Cette petite anse à l'est de l'Ile-aux-Moines, face à l'île d'Arz, est désormais célèbre depuis qu'elle a donné son nom à un chantier naval aujourd'hui étroitement associé au patrimoine maritime. De ces ateliers sont sortis, tout neufs ou restaurés, une centaine de bateaux qui ont redonné de l'orgueil à une marine laissée en pourrissement sur les grèves. Le Chantier du Guip a 30 ans. Il a été créé en 1976 par Francis Duwez et repris en 1981 par Yann Mauffret et Alex Abarrategui. En 1984, arrive un charpentier qui travaillait dans le Nord, sa région natale, mais sur des moulins. «J'avais reçu la visite d'une équipe du Chasse-marée qui m'avait conseillé de venir voir ces deux charpentiers de l'Ile-aux-Moines. C'est comme cela que je me suis associé à Yann et Alex et ce furent deux excellents maîtres», raconte Paul Bonnel. La marine et la meunerie réunies dans le même savoir-faire vont permettre à des bateaux du patrimoine de revoir le jour à l'Ile-aux-Moines dans leur vraie version, tout en bois. A commencer par un sinago qui a pour nom «Ma préférée», reconstruit par Francis Duwez tel que fut le «Nicolas-Benoît». Ensuite «Babar», sloop sardinier, aujourd'hui de retour au bercail pour réparation.

Sauvé par le patrimoine

«Mais le gros du travail, c'était de faire des bateaux de pêche de moins de 10 tonneaux. On faisait du sur-mesure», relate Paul Bonnel. Le «Popeye», qui a son port d'attache à Saint-Jacques (Sarzeau) est de cette époque. Son patron, Patrick Lallemand, «ne changerait rien si c'était à refaire». En 1985, le chantier de l'Ile-aux-Moines s'attaque à un nouveau sinago, le «Mab er Guip» (Fils du Guip en français), et réplique du «Vainqueur des Jaloux». Mais arrive le plan Mellick et sa cure d'amaigrissement pour la flotte de pêche. «On discutait à ce moment-là de la construction de trois bateaux. Ç'a été la crise», se souvient Paul Bonnel. Le concours des Bateaux de côte de France lancé par la revue «Le Chasse-marée» avec le soutien en Bretagne du conseil régional et des conseils généraux fait alors office de bouée de sauvetage. Le Chantier du Guip reçoit une grosse commande, la «Belle Angèle» de Pont Aven, construit le «Grand Norven», sloop sardinier de Piriac-sur-Mer, puis les sinagos «Jean et Jeanne» et «Crialeis».

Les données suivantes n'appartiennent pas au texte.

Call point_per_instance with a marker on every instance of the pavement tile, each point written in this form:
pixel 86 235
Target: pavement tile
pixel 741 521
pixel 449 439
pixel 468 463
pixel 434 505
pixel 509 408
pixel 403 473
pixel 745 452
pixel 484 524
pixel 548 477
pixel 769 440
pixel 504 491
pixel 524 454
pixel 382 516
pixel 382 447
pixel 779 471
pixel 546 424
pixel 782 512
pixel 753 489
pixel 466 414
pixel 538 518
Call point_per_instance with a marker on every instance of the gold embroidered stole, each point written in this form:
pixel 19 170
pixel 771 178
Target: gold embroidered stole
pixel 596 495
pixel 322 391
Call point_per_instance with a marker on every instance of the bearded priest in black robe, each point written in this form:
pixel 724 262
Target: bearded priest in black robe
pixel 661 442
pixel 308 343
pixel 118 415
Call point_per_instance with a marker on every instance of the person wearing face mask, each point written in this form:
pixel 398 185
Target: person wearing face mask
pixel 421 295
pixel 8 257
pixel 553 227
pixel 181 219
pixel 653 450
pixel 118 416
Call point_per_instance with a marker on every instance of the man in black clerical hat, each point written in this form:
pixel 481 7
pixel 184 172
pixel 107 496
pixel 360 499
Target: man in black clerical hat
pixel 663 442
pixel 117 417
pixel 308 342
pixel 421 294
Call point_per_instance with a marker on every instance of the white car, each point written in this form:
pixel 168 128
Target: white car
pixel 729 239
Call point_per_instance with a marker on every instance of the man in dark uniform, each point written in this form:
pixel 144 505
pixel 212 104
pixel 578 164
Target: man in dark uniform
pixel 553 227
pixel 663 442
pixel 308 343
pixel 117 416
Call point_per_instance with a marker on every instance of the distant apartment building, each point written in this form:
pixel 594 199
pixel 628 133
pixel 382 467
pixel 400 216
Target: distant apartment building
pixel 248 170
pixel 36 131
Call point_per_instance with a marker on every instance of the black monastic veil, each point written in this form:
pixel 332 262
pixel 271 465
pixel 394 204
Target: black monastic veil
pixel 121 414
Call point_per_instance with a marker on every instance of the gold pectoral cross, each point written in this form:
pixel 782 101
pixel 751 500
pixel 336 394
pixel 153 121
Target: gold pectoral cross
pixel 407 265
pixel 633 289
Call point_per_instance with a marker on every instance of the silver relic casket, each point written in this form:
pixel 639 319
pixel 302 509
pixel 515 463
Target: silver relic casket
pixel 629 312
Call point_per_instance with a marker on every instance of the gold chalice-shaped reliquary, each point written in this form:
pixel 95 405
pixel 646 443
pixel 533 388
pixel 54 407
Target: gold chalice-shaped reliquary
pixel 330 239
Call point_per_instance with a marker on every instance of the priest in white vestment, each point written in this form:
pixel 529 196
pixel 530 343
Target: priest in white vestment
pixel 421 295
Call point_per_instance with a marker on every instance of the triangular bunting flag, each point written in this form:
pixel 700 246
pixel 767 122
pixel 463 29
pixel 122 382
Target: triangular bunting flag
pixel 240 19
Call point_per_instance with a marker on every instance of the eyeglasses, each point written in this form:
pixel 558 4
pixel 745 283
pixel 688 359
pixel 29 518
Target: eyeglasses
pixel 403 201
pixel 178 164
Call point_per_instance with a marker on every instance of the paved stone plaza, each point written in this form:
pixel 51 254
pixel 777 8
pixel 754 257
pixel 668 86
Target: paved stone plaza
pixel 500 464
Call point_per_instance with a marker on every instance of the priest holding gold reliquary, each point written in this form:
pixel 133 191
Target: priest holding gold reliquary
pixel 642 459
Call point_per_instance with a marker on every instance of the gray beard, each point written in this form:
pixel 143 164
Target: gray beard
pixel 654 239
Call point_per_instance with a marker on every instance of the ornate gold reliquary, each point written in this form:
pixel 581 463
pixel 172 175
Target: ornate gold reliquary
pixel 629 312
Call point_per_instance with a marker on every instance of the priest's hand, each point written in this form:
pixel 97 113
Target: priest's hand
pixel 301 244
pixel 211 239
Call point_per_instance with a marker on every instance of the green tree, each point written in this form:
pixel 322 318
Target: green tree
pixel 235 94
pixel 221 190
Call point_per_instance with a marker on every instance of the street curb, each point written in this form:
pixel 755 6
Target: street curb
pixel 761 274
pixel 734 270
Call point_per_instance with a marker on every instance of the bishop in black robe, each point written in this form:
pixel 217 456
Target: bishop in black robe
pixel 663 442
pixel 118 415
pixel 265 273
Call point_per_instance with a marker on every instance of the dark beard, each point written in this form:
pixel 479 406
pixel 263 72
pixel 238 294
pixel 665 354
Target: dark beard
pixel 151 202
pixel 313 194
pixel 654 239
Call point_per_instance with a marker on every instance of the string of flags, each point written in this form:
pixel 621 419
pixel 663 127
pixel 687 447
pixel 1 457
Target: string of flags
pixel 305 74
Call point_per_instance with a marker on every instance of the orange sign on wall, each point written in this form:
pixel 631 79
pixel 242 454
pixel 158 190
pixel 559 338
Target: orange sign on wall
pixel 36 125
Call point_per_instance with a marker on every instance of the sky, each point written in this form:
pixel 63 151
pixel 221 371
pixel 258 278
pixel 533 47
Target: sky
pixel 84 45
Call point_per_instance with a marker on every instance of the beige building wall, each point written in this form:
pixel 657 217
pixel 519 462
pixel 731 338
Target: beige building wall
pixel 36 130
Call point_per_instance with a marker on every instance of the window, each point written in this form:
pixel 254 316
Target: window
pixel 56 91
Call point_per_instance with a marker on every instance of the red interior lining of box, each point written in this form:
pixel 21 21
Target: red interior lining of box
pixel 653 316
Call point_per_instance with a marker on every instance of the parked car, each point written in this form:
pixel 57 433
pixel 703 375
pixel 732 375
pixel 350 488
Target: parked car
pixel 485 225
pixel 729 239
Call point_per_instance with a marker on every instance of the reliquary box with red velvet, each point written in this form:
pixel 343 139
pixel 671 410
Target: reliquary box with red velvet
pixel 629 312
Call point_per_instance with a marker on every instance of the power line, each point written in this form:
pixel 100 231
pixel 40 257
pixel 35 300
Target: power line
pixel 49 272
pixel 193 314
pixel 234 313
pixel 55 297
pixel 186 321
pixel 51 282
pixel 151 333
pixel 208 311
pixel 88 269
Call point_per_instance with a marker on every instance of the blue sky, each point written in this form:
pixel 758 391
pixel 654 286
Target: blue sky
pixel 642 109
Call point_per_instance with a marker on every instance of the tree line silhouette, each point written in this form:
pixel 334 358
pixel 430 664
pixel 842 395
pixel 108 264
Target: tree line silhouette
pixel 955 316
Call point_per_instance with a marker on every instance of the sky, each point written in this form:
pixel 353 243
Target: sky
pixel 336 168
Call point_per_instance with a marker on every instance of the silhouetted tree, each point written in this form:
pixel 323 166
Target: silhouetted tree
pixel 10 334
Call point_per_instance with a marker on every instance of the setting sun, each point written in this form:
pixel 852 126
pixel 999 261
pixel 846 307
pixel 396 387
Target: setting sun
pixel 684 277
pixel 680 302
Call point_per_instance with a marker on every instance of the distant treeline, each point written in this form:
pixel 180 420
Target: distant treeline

De la goélette à la coque de noix

Entre-temps, une annexe voit le jour à Brest pour un très gros marché: la construction de la goélette «La Recouvrance». «On a taillé à l'Ile-aux-Moines 90 tonnes de chêne pour en faire les membrures», raconte Paul Bonnel. C'est l'époque où le Chantier du Guip voit s'ouvrir un autre marché: la belle plaisance avec de superbes unités que des propriétaires passionnés veulent faire restaurer, comme le 12mètres «J Wings». Puis commence une autre aventure avec la saga des «guépards» (lire ci-dessous). De la restauration lourde (le «Joli-Vent») à la fabrication de coques de noix (voile-avirons), en passant par les yoles (deux actuellement en cours pour la Guinée équatoriale), le Chantier du Guip est devenu une référence dans la charpente de marine. Au fil du temps, il s'est mué aussi en PME avec huit salariés à l'Ile-aux-Moines, quatre à Lorient (sur le thonier «Biche») et seize à Brest. Les bateaux en bois ont encore de beaux jours devant eux.